Wholesale real estate is property that investors seek to purchase under market value. Wholesaling real estate is a popular way make money from real estate without having to own property. In a typical wholesale transaction called an assignment, a wholesaler will seek out a seller through outbound marketing and put their house under contract.
Then, the wholesaler will market the deal to other investors who would like to purchase the property. Next, the wholesaler and investor will sign a new “assignment contract”. The new investor will usually agree to pay an “assignment fee” to the wholesaler. This assignment fee is the difference between the price of the original contract and the assignment contract.

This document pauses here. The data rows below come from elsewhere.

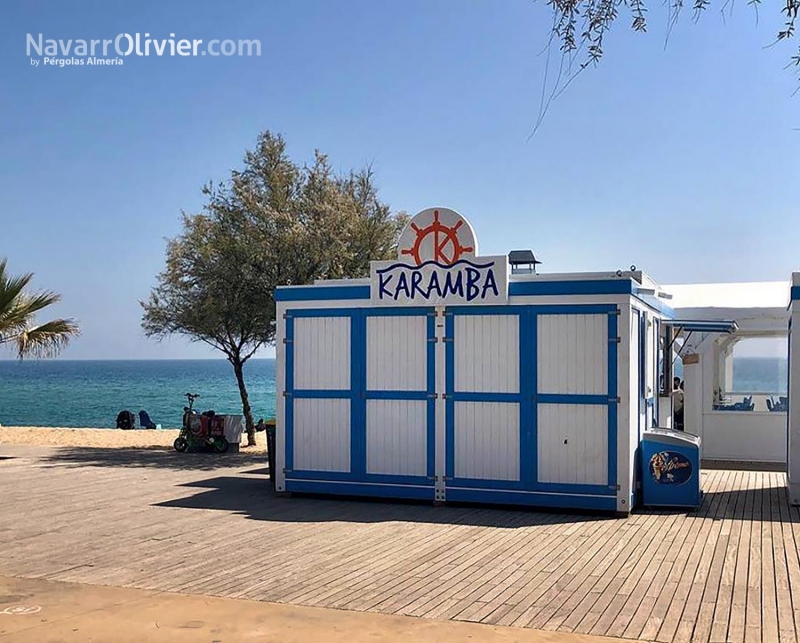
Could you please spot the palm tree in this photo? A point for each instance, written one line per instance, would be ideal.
(17, 318)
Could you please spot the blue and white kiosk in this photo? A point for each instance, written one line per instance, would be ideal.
(444, 377)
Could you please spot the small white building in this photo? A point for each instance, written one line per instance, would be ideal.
(447, 377)
(794, 392)
(744, 423)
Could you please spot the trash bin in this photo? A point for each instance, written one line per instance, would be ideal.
(671, 469)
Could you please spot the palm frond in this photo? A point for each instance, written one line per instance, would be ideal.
(45, 340)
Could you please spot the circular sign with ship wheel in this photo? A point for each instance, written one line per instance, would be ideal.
(440, 235)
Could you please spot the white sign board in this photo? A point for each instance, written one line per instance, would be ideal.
(438, 264)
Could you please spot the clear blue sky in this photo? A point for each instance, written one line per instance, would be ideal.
(683, 161)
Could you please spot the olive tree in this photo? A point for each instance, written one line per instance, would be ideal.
(273, 222)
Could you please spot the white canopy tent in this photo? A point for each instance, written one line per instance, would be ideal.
(752, 428)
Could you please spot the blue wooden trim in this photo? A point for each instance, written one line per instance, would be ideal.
(431, 391)
(334, 394)
(484, 483)
(528, 410)
(486, 310)
(358, 402)
(449, 386)
(655, 303)
(656, 375)
(320, 312)
(515, 289)
(360, 489)
(319, 293)
(464, 396)
(288, 402)
(613, 376)
(396, 395)
(340, 476)
(576, 287)
(399, 311)
(375, 478)
(497, 496)
(536, 309)
(570, 398)
(583, 489)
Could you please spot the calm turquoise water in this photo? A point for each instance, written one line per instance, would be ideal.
(91, 393)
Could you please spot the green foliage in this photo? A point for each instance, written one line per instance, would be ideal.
(18, 310)
(272, 223)
(581, 25)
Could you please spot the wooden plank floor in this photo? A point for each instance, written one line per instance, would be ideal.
(205, 525)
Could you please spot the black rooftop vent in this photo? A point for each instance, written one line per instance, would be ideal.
(522, 261)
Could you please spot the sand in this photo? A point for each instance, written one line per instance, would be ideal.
(102, 438)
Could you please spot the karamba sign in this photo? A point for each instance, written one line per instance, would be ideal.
(438, 264)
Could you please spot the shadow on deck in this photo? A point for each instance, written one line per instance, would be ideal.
(150, 457)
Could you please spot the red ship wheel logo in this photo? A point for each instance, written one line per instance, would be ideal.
(446, 247)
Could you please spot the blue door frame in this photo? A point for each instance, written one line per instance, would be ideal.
(357, 480)
(528, 397)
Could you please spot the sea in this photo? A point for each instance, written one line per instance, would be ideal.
(91, 393)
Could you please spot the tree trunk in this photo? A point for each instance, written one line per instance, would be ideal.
(248, 413)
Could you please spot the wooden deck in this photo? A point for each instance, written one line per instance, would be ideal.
(205, 525)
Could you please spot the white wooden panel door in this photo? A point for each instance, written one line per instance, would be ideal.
(397, 440)
(486, 353)
(575, 398)
(572, 444)
(322, 435)
(322, 353)
(319, 395)
(399, 395)
(572, 354)
(487, 440)
(396, 353)
(483, 398)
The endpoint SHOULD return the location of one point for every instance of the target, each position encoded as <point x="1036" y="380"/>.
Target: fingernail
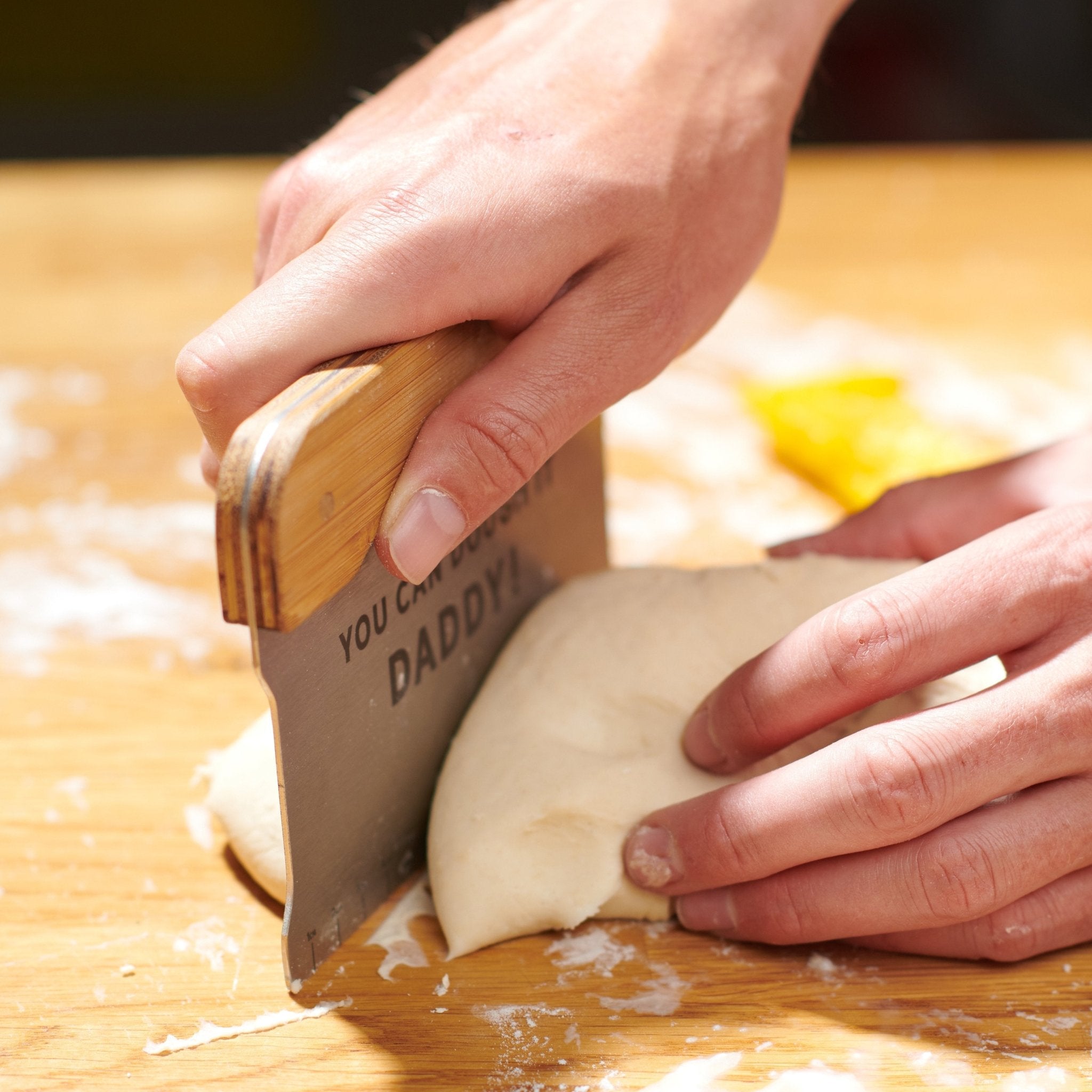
<point x="708" y="912"/>
<point x="652" y="858"/>
<point x="429" y="527"/>
<point x="698" y="741"/>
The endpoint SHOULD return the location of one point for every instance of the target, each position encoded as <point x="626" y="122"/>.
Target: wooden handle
<point x="306" y="479"/>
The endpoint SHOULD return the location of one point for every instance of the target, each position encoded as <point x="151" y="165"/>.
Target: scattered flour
<point x="76" y="790"/>
<point x="595" y="948"/>
<point x="521" y="1039"/>
<point x="823" y="966"/>
<point x="661" y="996"/>
<point x="395" y="935"/>
<point x="938" y="1071"/>
<point x="181" y="531"/>
<point x="696" y="1075"/>
<point x="94" y="598"/>
<point x="1047" y="1079"/>
<point x="208" y="941"/>
<point x="209" y="1032"/>
<point x="18" y="441"/>
<point x="815" y="1080"/>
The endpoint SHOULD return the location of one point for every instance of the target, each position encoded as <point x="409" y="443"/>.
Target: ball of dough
<point x="576" y="735"/>
<point x="244" y="795"/>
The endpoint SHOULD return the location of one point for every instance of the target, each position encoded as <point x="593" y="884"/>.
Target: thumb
<point x="930" y="517"/>
<point x="498" y="427"/>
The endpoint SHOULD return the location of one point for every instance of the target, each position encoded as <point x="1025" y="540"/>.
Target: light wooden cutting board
<point x="116" y="926"/>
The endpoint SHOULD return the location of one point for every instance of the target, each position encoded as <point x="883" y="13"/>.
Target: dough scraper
<point x="368" y="677"/>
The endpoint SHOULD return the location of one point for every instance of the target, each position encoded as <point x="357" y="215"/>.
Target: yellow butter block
<point x="855" y="435"/>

Calculating a Wholesale Assignment Fee
For example: John, our wholesaler, puts a deal under contract at 123 Main St. for $225,000. John knows that if he markets this to other investors, they would likely be willing to pay $240,000. John now begins to market his contract for 123 Main St. He finds a buyer to assign the contract to for $240,000, making John a profit of $15,000 ($240,000 – $225,000) for his work in finding the deal. So, if John does a couple of deals per month like this, his wholesale real estate business will be quite profitable.
Wholesale real estate deals can come in many forms such as:
- Single Family Homes
- Land/Vacant Lots
- Apartment Buildings
- Commercial Real Estate
- Mobile Homes or Storage Facilities
Real estate wholesalers can make a lot of money if they have the right systems in place to locate deals and market their deals. Real estate investors spend most of their time managing current projects, as a result, wholesalers that can consistently find good deals will always be in high demand. There is a lot of work and marketing that goes into finding deals that can be wholesaled. Therefore, busy investors can utilize these wholesale deals to grow their businesses.
In conclusion, wholesale real estate is often sought after by investors and can be profitable for both parties in the transaction.